Elon Musk soured the day of Boeing’s first astronaut flight to space by lobbing criticism at the company on X, the platform formerly known as Twitter.
Boeing built the Starliner spaceship in collaboration with NASA, and it’s set to launch into space on Monday evening, carrying astronauts Butch Wilmore and Suni Williams to the International Space Station.
But SpaceX beat them to the punch in 2020 when it became the first private company to fly astronauts in space and ended a nine-year hiatus in US human spaceflight.
Musk was sure to point this out in an X post on Monday, stating “SpaceX finished 4 years sooner.” Boeing did not immediately respond to Business Insider’s request for comment.
The SpaceX Crew Dragon spaceship that accomplished the feat came from the same NASA initiative that’s flying Starliner on Monday. The effort, called the Commercial Crew Program, gave Boeing $4.2 billion to design, build, and test its spaceship.
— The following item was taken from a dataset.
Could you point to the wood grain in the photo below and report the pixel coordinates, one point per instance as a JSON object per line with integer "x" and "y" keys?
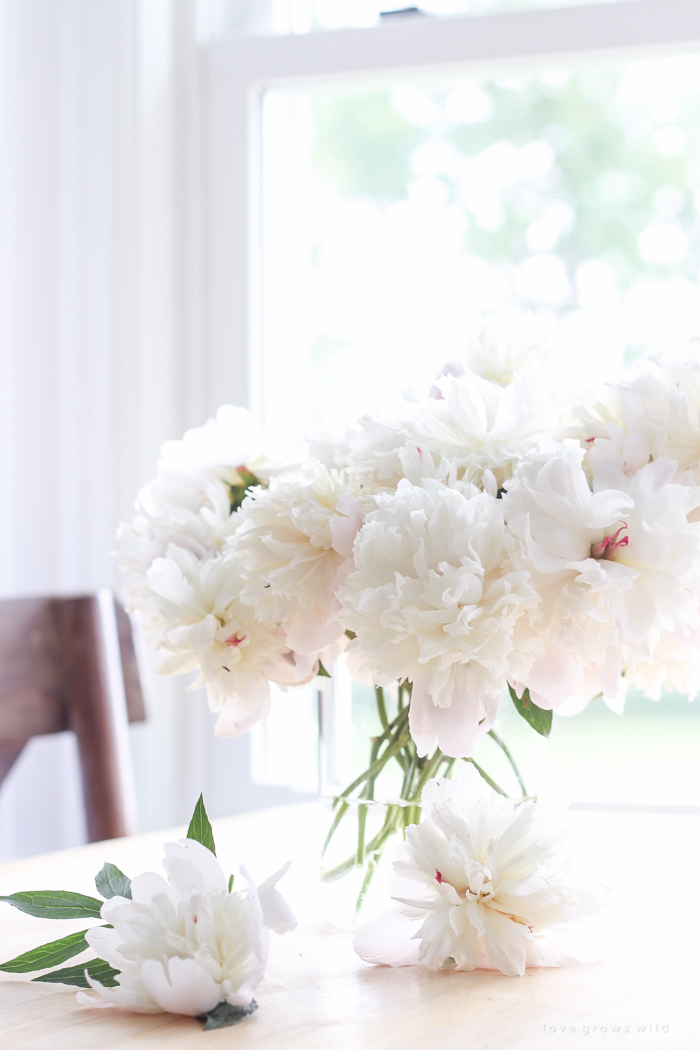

Not only did SpaceX do it faster — its spaceship was also cheaper, costing NASA just $2.6 billion. Since its first crewed flight in 2020, the company has flown seven astronaut crews to and from the ISS for NASA, with its eighth currently living on the station. It has also flown four private missions.
With each flight, SpaceX has earned money, while Boeing has been sinking more and more funds into Starliner.
Musk, who founded SpaceX in 2002, pointed out the disparity on X on Monday morning. He attributed it to “too many non-technical managers at Boeing.”
Although Boeing got $4.2 billion to develop an astronaut capsule and SpaceX only got $2.6 billion, SpaceX finished 4 years sooner.
Note, the crew capsule design of Dragon 2 has almost nothing in common with Dragon 1.
Too many non-technical managers at Boeing. https://t.co/bTXWAfxfrh
— Elon Musk (@elonmusk) May 6, 2024
Musk was reposting an Ars Technica article by the publication’s senior space editor Eric Berger, which laid out in detail how “Boeing decisively lost the commercial crew space race, and it proved to be a very costly affair.”
There were clear technical reasons for the delays. During Starliner’s first attempt to fly to the ISS without a crew, software errors forced it to return to Earth early. Then a series of issues, including dysfunctional valves in the propulsion system, caused further delays.
But commentators like Musk and Berger say there’s an underlying cause.
The Commercial Crew Program represents a major shift in how NASA sees its contractors. Going forward, from space stations to the moon to Mars, NASA wants to foster a new competitive economy in space. Rather than the entity running everything, the agency wants to be one of many customers on companies’ space stations, spaceships, and lunar bases.
That’s part of why Crew Dragon and Starliner were on fixed-price contracts. NASA set the price, and then SpaceX and Boeing had to build and fly the spaceships to NASA’s specifications.
After all, the companies would have other customers on their spaceships. They weren’t building them just for the government. So it’s on them if costs start to balloon.
That’s an adjustment for Boeing as a legacy contractor for the Department of Defense and NASA, aerospace expert George Nield previously told Business Insider.
Boeing was used to the government paying all of its expenses to deliver the best possible product. Under that model, Berger explained, “cost overruns and delays were not the company’s problem — they were NASA’s.”
Suddenly, with a fixed price, “it’s up to the company to figure out what risks to take in terms of new technologies and new approaches,” said Nield, who is a former associate administrator of the FAA’s Office of Commercial Space Transportation.
Adjusting to the fixed-price model was a challenge for Boeing, which has long had the luxury of moving slowly. Scrappy SpaceX, however, was “in its natural environment,” as Berger put it.
A spokesperson told Berger that “challenges arise when the fixed price acquisition approach is applied to serious technology development requirements, or when the requirements are not firmly and specifically defined resulting in trades that continue back and forth before a final design baseline is established.”
According to Berger, the spokesperson added: “A fixed price contract offers little flexibility for solving hard problems that are common in new product and capability development.”